1918: Republiksgründung in Sigmund Freuds Kalender
Ereignisse in Stichworten des Psychoanalyse-Gründers
Der Kalender des Psychoanalytikers Sigmund Freud aus dem Jahr 1918 zeigt, wie stark Privates und Politisches vermischt ist. Der Erste Weltkrieg hatte Freud verändert: Aus dem anfänglichen Befürworter der Habsburgermonarchie wurde ein Skeptiker, nicht zuletzt aufgrund der Kriegs- und Fronterfahrungen seiner drei Söhne. Das Ende des Ersten Weltkriegs , den Zusammenbruch der alten Reiche und die Entstehung zahlreicher neuer Staaten in Europa vom Herbst 1918 verfolgte Freud aufmerksam. „Weder dem Österreich noch dem Deutschland“ weine er, wie er in einem anderen Text schrieb, „eine Träne nach“. Im Moment der Ausrufung der Republik am 12. November 1918 dürfte auch er vor dem Parlament gewesen sein, wie ein Eintrag in seinem Kalender nahelegt.
Alle Bilder aus der Manuscript Division, Library of Congress, Washington, D.C.
Transkription der Einträge im November 1918
1. Tisza ermordet.
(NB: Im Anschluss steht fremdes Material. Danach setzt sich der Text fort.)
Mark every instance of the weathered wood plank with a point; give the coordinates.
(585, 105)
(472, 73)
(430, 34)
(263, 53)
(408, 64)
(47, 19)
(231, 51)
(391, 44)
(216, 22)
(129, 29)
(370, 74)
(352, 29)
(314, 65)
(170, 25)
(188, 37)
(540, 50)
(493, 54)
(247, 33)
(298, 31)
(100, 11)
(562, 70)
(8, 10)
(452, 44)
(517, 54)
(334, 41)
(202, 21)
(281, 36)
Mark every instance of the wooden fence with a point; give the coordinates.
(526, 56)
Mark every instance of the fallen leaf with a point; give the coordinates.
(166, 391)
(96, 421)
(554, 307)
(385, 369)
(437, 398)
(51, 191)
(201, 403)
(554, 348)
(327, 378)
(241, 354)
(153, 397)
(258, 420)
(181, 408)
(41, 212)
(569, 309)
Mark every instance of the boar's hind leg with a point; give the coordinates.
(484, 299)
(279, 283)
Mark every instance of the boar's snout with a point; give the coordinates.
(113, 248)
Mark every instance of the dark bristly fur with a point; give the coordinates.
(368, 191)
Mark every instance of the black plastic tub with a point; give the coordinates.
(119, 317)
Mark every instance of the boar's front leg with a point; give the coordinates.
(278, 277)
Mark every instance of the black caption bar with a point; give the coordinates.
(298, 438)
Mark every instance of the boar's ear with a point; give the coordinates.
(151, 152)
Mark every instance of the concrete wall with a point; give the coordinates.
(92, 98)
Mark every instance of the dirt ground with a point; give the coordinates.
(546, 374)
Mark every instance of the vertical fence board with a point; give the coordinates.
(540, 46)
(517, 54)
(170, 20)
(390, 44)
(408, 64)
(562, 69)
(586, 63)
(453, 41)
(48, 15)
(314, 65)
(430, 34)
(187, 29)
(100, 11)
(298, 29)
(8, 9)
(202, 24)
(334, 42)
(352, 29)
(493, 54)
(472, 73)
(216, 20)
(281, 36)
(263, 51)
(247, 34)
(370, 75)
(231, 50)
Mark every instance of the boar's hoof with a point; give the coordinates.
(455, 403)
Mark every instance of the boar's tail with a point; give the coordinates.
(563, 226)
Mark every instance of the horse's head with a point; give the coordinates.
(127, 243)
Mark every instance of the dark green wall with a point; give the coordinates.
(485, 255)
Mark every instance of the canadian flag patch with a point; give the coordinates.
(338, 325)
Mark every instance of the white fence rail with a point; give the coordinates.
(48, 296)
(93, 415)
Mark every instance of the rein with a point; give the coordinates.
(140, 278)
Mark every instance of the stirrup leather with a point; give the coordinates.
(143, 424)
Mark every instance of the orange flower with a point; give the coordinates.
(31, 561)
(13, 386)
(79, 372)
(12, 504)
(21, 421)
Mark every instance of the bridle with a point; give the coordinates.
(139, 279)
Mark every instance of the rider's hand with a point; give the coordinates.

Verkehr mit Deutschland u Ungarn unterbrochen.
2. Oli zurück, Republik in Bulgarien?
3. Waffenstillstand mit Italien Krieg zu Ende!
4. Nobelpreis abgethan – Stiftungsbrief Barczy.
5.
6. Revolution in Kiel
7. Bayern in Salzburg und Tirol
8. Republik in Baiern!! Verkehr Deutschl. unterbrochen.
9. Republik in Berlin – Wilhelm abgedankt.
10. Ebert Reichskanzler Waffenstillstandsbedinggen
11. Kriegsende – K. Karl verzichtet – V. Adler † Ballin †
12. Republik u Anschluss an Deutschland – Panik mitgemacht.
13.
14.
15.
16. Republik in Ungarn
17.
18.
19.
20.
21. Martin seit 27 Okt Gefangenschaft.